Aucun n’ose douter du droit de ma conquête ;
Et mes concitoyens me défendront d’aimer
La veuve d’un tyran qui voulut l’opprimer !
Entrons.
SCÈNE V.
ALEXIS, ZOÉ.
ALEXIS.
Eh bien ! Zoé, que venez-vous m’apprendre ?
ZOÉ.
Dans son appartement gardez-vous de vous rendre.
Léonce et le pontife épouvantent son cœur ;
Leur voix sainte et funeste y porte la terreur.
Gémissante à leurs pieds, tremblante, évanouie,
Nos tristes soins à peine ont rappelé sa vie.
Des murs de ce palais ils osent l’arracher ;
Une triste retraite à jamais va cacher
Du reste de la terre Irène abandonnée :
Des veuves des césars telle est la destinée.
On ne verrait en vous qu’un tyran furieux,
Un soldat sacrilège un ennemi des cieux,
Si, voulant abolir ces usages sinistres,
De la religion vous braviez les ministres.

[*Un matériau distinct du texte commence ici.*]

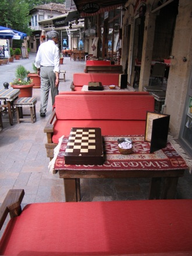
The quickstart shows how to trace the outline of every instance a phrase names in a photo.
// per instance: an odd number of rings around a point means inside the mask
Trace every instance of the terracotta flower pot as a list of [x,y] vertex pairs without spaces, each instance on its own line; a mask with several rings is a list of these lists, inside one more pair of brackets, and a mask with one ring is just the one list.
[[28,77],[33,80],[34,83],[33,88],[41,88],[41,77],[35,73],[30,73],[28,74]]
[[7,64],[8,63],[8,59],[2,59],[3,64]]
[[34,83],[31,83],[30,84],[24,86],[17,86],[15,84],[12,84],[11,87],[13,89],[19,89],[20,94],[18,97],[31,97],[33,95],[33,87]]

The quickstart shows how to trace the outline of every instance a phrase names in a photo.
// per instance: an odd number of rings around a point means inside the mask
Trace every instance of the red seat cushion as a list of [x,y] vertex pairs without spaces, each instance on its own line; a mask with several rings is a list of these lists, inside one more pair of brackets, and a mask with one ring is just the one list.
[[0,254],[191,253],[191,200],[29,204],[9,222]]

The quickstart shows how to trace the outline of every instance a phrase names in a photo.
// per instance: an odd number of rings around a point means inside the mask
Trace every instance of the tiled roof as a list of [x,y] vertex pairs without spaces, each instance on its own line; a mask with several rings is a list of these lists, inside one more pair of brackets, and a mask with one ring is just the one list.
[[65,5],[55,3],[49,3],[46,5],[38,5],[31,10],[31,12],[33,12],[33,10],[47,10],[58,12],[61,13],[66,13],[66,12],[68,12],[65,9]]

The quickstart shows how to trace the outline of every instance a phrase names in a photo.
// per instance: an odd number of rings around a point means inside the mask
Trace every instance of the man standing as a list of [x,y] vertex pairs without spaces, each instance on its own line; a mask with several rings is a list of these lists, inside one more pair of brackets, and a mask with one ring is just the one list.
[[59,94],[59,49],[56,45],[58,43],[58,33],[51,31],[47,33],[47,41],[40,45],[37,54],[35,66],[37,73],[41,77],[41,107],[40,116],[45,116],[51,88],[52,104]]

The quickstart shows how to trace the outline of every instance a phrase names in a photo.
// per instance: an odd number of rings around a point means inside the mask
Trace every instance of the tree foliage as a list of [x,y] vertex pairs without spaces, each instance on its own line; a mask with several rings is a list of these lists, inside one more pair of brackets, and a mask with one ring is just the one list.
[[54,2],[65,3],[63,0],[1,0],[0,26],[30,34],[29,10],[37,5]]

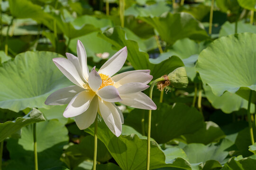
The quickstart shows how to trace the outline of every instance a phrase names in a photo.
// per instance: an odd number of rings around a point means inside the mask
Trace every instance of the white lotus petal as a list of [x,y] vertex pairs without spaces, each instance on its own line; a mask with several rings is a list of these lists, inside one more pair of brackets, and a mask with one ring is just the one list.
[[71,61],[62,58],[54,58],[53,60],[60,70],[69,80],[82,88],[84,82],[81,79],[75,67]]
[[106,102],[118,102],[122,101],[118,91],[113,85],[108,85],[99,90],[97,94]]
[[85,129],[93,123],[97,110],[98,97],[95,96],[86,111],[75,117],[75,123],[78,128],[81,130]]
[[46,105],[62,105],[68,103],[78,93],[84,89],[77,85],[71,85],[53,93],[47,98]]
[[122,68],[127,58],[127,48],[124,47],[108,60],[99,70],[99,73],[111,77]]
[[91,90],[85,90],[76,94],[68,104],[63,113],[65,118],[71,118],[85,111],[95,93]]
[[76,51],[82,75],[83,75],[84,78],[88,80],[89,71],[88,67],[87,67],[87,57],[86,56],[86,52],[85,51],[85,49],[84,49],[83,45],[82,45],[82,43],[80,40],[77,40]]
[[74,66],[75,66],[76,70],[77,70],[77,72],[78,72],[81,79],[84,82],[87,82],[87,80],[85,79],[83,76],[82,70],[81,68],[80,64],[79,64],[79,61],[78,61],[78,58],[68,52],[66,52],[66,56],[67,56],[68,60],[71,61]]
[[94,92],[96,92],[99,89],[102,80],[101,76],[95,70],[95,67],[94,66],[90,73],[89,77],[88,78],[88,83],[90,87]]
[[130,74],[138,72],[145,73],[147,74],[149,74],[150,73],[150,70],[137,70],[126,71],[122,73],[119,74],[116,76],[113,76],[111,77],[111,78],[113,80],[113,81],[116,82],[119,81],[121,78],[124,77],[126,76],[129,75]]
[[115,86],[117,88],[125,84],[134,82],[147,84],[151,81],[152,78],[153,76],[143,72],[133,73],[128,75],[115,83]]
[[120,96],[122,101],[120,103],[135,108],[156,110],[156,106],[152,100],[143,93],[139,92]]
[[[117,107],[115,103],[111,103],[112,104],[113,104],[114,107],[115,107],[116,109],[117,109],[117,110],[118,110],[118,113],[119,113],[119,115],[120,116],[120,118],[121,118],[121,122],[122,123],[122,124],[123,124],[124,123],[124,115],[123,115],[123,113],[122,113],[122,111],[121,111],[121,110],[118,108],[118,107]],[[122,105],[122,106],[124,106],[124,105]]]
[[99,109],[106,124],[117,137],[122,132],[122,123],[120,115],[116,108],[111,103],[99,98]]
[[124,84],[117,88],[120,95],[141,92],[149,87],[142,83],[129,83]]

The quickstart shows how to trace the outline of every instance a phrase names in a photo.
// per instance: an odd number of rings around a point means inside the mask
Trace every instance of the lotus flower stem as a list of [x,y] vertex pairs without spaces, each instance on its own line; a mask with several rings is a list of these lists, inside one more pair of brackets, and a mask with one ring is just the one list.
[[252,10],[251,11],[251,17],[250,18],[250,24],[253,25],[253,19],[254,17],[254,11]]
[[250,94],[249,95],[249,98],[248,99],[248,107],[247,108],[247,117],[248,119],[248,122],[249,123],[249,128],[250,129],[250,135],[251,136],[251,141],[252,142],[252,144],[254,144],[254,137],[253,136],[253,131],[252,126],[252,119],[251,119],[251,113],[250,112],[251,109],[251,101],[252,100],[252,91],[250,90]]
[[96,170],[97,163],[97,133],[98,131],[98,114],[95,118],[94,122],[94,155],[93,156],[93,170]]
[[34,123],[33,125],[33,136],[34,137],[34,153],[35,155],[35,170],[38,170],[38,165],[37,163],[37,124]]
[[155,41],[156,42],[156,45],[157,45],[157,47],[158,48],[158,49],[159,50],[159,52],[160,53],[162,53],[164,52],[163,51],[163,49],[162,49],[162,47],[161,46],[161,44],[159,42],[159,39],[158,38],[158,36],[157,35],[155,35]]
[[183,6],[184,5],[184,1],[185,0],[181,0],[181,6]]
[[[161,81],[165,81],[164,77],[160,77],[155,80],[150,85],[149,89],[149,97],[152,99],[153,90],[156,83]],[[152,110],[148,110],[148,128],[147,129],[147,151],[146,156],[146,170],[149,170],[150,164],[150,131],[151,129],[151,112]]]
[[3,140],[0,143],[0,170],[2,170],[2,158],[3,157]]
[[8,26],[7,28],[7,31],[6,32],[6,38],[5,39],[5,45],[4,46],[5,54],[8,55],[8,37],[9,36],[9,30],[10,30],[10,27],[11,25],[12,25],[12,23],[13,22],[13,20],[14,18],[13,17],[11,19],[10,24]]
[[212,27],[212,17],[213,17],[213,7],[214,6],[214,0],[211,0],[210,5],[210,18],[209,22],[209,34],[211,34],[211,29]]
[[106,0],[106,14],[110,15],[110,2],[109,0]]
[[159,99],[159,102],[162,103],[163,102],[163,98],[164,97],[164,90],[162,90],[161,91],[160,93],[160,97]]
[[192,106],[195,107],[195,102],[196,101],[196,97],[197,96],[197,84],[194,84],[195,86],[195,94],[194,94],[194,98],[193,98],[193,103],[192,103]]
[[125,11],[125,0],[119,0],[119,12],[120,15],[120,20],[121,21],[121,26],[124,27],[124,11]]
[[197,101],[197,107],[200,112],[202,112],[202,106],[201,102],[202,102],[202,84],[201,83],[199,83],[198,87],[198,100]]

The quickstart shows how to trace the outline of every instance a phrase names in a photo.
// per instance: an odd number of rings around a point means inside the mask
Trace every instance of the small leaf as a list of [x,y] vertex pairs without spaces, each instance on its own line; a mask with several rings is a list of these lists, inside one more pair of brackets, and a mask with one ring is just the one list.
[[42,113],[37,109],[33,108],[23,118],[18,118],[13,121],[8,121],[0,123],[0,142],[15,133],[22,127],[45,120]]

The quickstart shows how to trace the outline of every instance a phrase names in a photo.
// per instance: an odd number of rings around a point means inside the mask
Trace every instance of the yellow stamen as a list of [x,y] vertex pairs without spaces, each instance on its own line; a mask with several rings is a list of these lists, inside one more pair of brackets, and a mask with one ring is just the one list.
[[113,81],[108,76],[100,73],[100,76],[101,76],[101,80],[102,80],[102,83],[101,84],[101,85],[99,90],[108,85],[114,85],[114,81]]

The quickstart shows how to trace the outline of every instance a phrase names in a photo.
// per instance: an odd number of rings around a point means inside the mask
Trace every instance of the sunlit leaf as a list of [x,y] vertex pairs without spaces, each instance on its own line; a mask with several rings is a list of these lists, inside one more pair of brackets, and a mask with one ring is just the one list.
[[[0,107],[18,111],[45,108],[46,97],[71,85],[52,59],[62,56],[52,52],[27,51],[0,67]],[[49,108],[49,107],[48,107]]]
[[13,121],[8,121],[0,124],[0,142],[16,133],[21,128],[31,123],[45,120],[43,114],[36,109],[23,118],[18,118]]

L’impératrice en pleurs vous conjure à genoux
De ne point écouter un imprudent courroux,
De la laisser remplir ces devoirs déplorables
Que des maîtres sacrés jugent inviolables.
ALEXIS.
Des maîtres où je suis !... j’ai cru n’en avoir plus.
A moi, gardes, venez.
SCÈNE VI.
ALEXIS, ZOÉ, MEMNON, GARDES.
ALEXIS.
Mes ordres absolus
Sont que de cette enceinte aucun mortel ne sorte :
Qu’on soit armé partout, qu’on veille à cette porte.
Allez. On apprendra qui doit donner la loi,
Qui de nous est césar, ou le pontife, ou moi.

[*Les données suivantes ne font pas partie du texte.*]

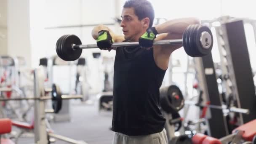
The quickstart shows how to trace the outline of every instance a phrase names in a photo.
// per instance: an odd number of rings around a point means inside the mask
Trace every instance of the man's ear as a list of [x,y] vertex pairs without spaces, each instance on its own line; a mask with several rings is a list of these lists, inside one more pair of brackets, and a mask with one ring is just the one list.
[[145,18],[141,20],[142,25],[144,27],[149,27],[149,21],[150,20],[149,18]]

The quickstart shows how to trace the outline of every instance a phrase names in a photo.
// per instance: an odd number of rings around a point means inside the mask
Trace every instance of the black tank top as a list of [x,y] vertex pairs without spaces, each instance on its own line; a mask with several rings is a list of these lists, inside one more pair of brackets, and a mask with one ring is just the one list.
[[155,64],[153,48],[119,47],[114,65],[112,130],[128,136],[163,131],[159,88],[165,70]]

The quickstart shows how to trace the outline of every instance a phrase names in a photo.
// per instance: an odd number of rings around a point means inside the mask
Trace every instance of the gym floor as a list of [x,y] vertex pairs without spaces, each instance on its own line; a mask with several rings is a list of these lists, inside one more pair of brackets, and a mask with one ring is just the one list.
[[[96,102],[89,104],[72,101],[70,104],[71,122],[50,123],[55,133],[77,140],[83,140],[88,144],[112,143],[113,132],[109,129],[112,112],[99,113]],[[24,137],[19,139],[18,143],[34,143],[33,137]],[[54,144],[69,143],[56,140]]]

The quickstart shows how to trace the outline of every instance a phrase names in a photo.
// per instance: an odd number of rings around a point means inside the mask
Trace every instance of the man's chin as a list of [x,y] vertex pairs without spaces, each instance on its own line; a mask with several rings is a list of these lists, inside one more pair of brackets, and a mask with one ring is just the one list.
[[126,40],[131,40],[131,37],[125,35],[125,39]]

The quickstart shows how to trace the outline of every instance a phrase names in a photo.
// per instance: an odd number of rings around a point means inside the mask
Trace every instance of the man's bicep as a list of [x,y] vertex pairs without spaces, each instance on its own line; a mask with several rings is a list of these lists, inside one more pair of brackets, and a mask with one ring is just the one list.
[[[165,33],[159,35],[155,38],[155,40],[176,40],[182,39],[182,35],[179,34],[172,34]],[[161,45],[160,53],[169,56],[175,50],[178,49],[182,46],[182,45]]]

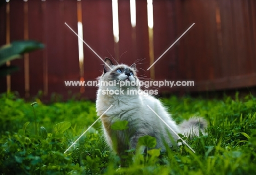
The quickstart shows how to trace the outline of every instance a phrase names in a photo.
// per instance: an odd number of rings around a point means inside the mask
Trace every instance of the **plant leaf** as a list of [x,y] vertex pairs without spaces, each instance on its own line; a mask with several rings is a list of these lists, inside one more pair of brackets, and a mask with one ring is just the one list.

Chère Zoé, rentrez ; avertissez Irène
Qu’on lui doit obéir, et qu’elle s’en souvienne.
Ami, c’est avec toi qu’aujourd’hui j’entreprends
De briser en un jour tous les fers des tyrans :
Nicéphore est tombé ; chassons ceux qui nous restent,
Ces tyrans des esprits que mes chagrins détestent.
Que le père d’Irène, au palais arrêté.
Ait enfin moins d’audace et moins d’autorité ;
Qu’éloigné de sa fille, et réduit au silence,
Il ne soulève plus les peuples de Byzance ;
Que cet ardent pontife au palais soit gardé ;
Un autre plus soumis par mon ordre est mandé,
Qui sera plus docile à ma voix souveraine.

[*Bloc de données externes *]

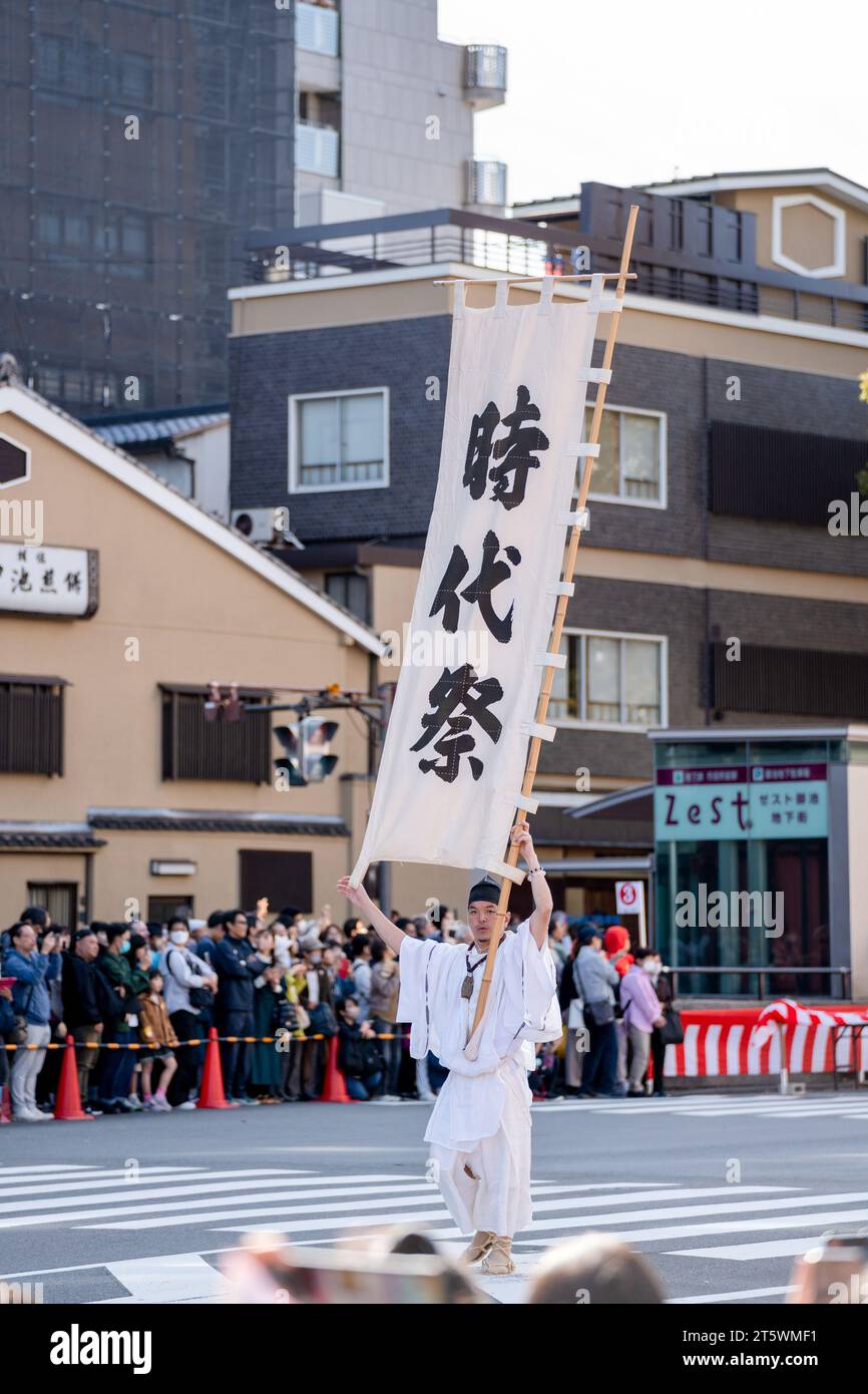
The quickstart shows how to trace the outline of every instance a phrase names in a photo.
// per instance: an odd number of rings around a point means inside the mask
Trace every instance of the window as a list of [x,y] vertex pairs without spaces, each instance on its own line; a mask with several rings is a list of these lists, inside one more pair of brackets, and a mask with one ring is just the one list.
[[667,723],[663,637],[564,630],[564,651],[567,666],[552,683],[555,721],[635,730]]
[[743,644],[737,664],[711,644],[712,698],[719,711],[868,721],[868,654]]
[[192,895],[149,895],[148,920],[156,924],[167,924],[176,914],[183,914],[189,920],[194,910]]
[[254,910],[268,895],[273,910],[284,905],[313,909],[313,855],[311,852],[240,852],[241,905]]
[[326,595],[368,623],[368,577],[358,572],[327,572]]
[[0,676],[0,774],[63,774],[63,677]]
[[[240,691],[262,703],[261,691]],[[255,712],[240,721],[205,721],[205,687],[163,686],[163,779],[233,779],[269,783],[272,722]]]
[[28,881],[26,903],[40,905],[52,916],[53,926],[64,930],[78,927],[78,884],[75,881]]
[[290,397],[290,492],[389,484],[389,389]]
[[104,248],[111,258],[113,276],[144,280],[150,273],[150,226],[139,213],[110,215],[104,229]]
[[153,102],[153,60],[146,53],[118,53],[114,60],[118,96],[150,106]]
[[[594,407],[585,407],[585,438],[592,415]],[[580,460],[575,492],[581,471]],[[666,507],[666,417],[662,411],[603,407],[589,498]]]

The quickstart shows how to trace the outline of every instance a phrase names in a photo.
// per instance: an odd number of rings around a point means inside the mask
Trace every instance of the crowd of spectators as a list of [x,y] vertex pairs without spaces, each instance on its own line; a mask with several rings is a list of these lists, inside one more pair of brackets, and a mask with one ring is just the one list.
[[[470,940],[446,906],[392,919],[418,938]],[[549,947],[566,1034],[539,1047],[534,1093],[645,1097],[649,1058],[662,1093],[672,994],[659,955],[631,951],[621,926],[563,912]],[[189,1110],[216,1027],[231,1104],[318,1100],[333,1039],[351,1098],[432,1101],[446,1072],[435,1054],[410,1058],[398,994],[397,955],[361,919],[336,923],[327,905],[273,914],[261,901],[208,920],[178,910],[166,923],[95,920],[72,933],[28,906],[0,935],[0,1047],[15,1047],[0,1048],[0,1090],[14,1119],[50,1119],[63,1052],[46,1047],[71,1036],[85,1112]]]

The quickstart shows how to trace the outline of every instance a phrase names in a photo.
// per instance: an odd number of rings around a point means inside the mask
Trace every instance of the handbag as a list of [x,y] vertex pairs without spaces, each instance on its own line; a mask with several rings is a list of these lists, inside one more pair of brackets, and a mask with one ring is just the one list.
[[[171,973],[171,955],[173,953],[178,953],[178,952],[181,952],[181,951],[180,949],[170,949],[169,953],[167,953],[167,956],[166,956],[166,966],[169,967],[170,973]],[[173,977],[174,977],[174,973],[173,973]],[[189,1005],[191,1005],[191,1008],[192,1008],[194,1012],[202,1012],[202,1011],[205,1011],[205,1008],[213,1006],[215,994],[212,993],[212,990],[209,987],[191,987],[189,993],[188,993],[188,997],[189,997]]]
[[337,1018],[327,1002],[319,1002],[309,1011],[313,1036],[337,1036]]
[[585,1020],[588,1016],[594,1026],[609,1026],[614,1020],[614,1006],[602,997],[596,1002],[585,1002]]
[[[575,970],[578,973],[577,987],[581,987],[581,973],[578,972],[578,959],[575,959]],[[588,1020],[591,1018],[591,1020]],[[595,1002],[585,1002],[584,1020],[588,1026],[609,1026],[614,1020],[614,1006],[605,997],[599,997]]]
[[681,1013],[676,1012],[674,1006],[670,1006],[663,1015],[666,1016],[663,1026],[660,1026],[660,1040],[663,1041],[663,1046],[680,1046],[684,1040]]
[[26,1044],[26,1009],[33,999],[35,991],[36,991],[36,984],[33,983],[29,993],[26,994],[26,1002],[24,1004],[24,1009],[21,1012],[15,1012],[14,1025],[11,1032],[8,1033],[8,1039],[13,1046]]
[[578,980],[578,959],[573,959],[573,986],[575,987],[575,997],[567,1009],[567,1030],[581,1032],[585,1025],[585,1004],[582,1002],[581,983]]

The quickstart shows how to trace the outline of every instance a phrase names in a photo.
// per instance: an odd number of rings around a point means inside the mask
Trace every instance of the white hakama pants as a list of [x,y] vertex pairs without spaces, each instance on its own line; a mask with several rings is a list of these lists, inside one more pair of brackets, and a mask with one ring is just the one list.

Constantin, Théodose, en ont trouvé sans peine :
Plus criminels que moi dans ce triste séjour,
Les cruels n’avaient pas l’excuse de l’amour.
MEMNON.
César, y pensez-vous ? ce vieillard intraitable,
Opiniâtre, altier, est pourtant respectable.
Il est de ces vertus que, forcés d’estimer
Même en les détestant, nous tremblons d’opprimer.
Eh ! ne craignez-vous point, par cette violence,
De faire au cœur d’Irène une mortelle offense ?
ALEXIS.
Non ; j’y suis résolu… Je vous dois ma grandeur,
Et mon trône, et ma gloire… Il manque le bonheur,
Je succombe, en régnant, au destin qui m’outrage :
Secondez mes transports ; achevez votre ouvrage.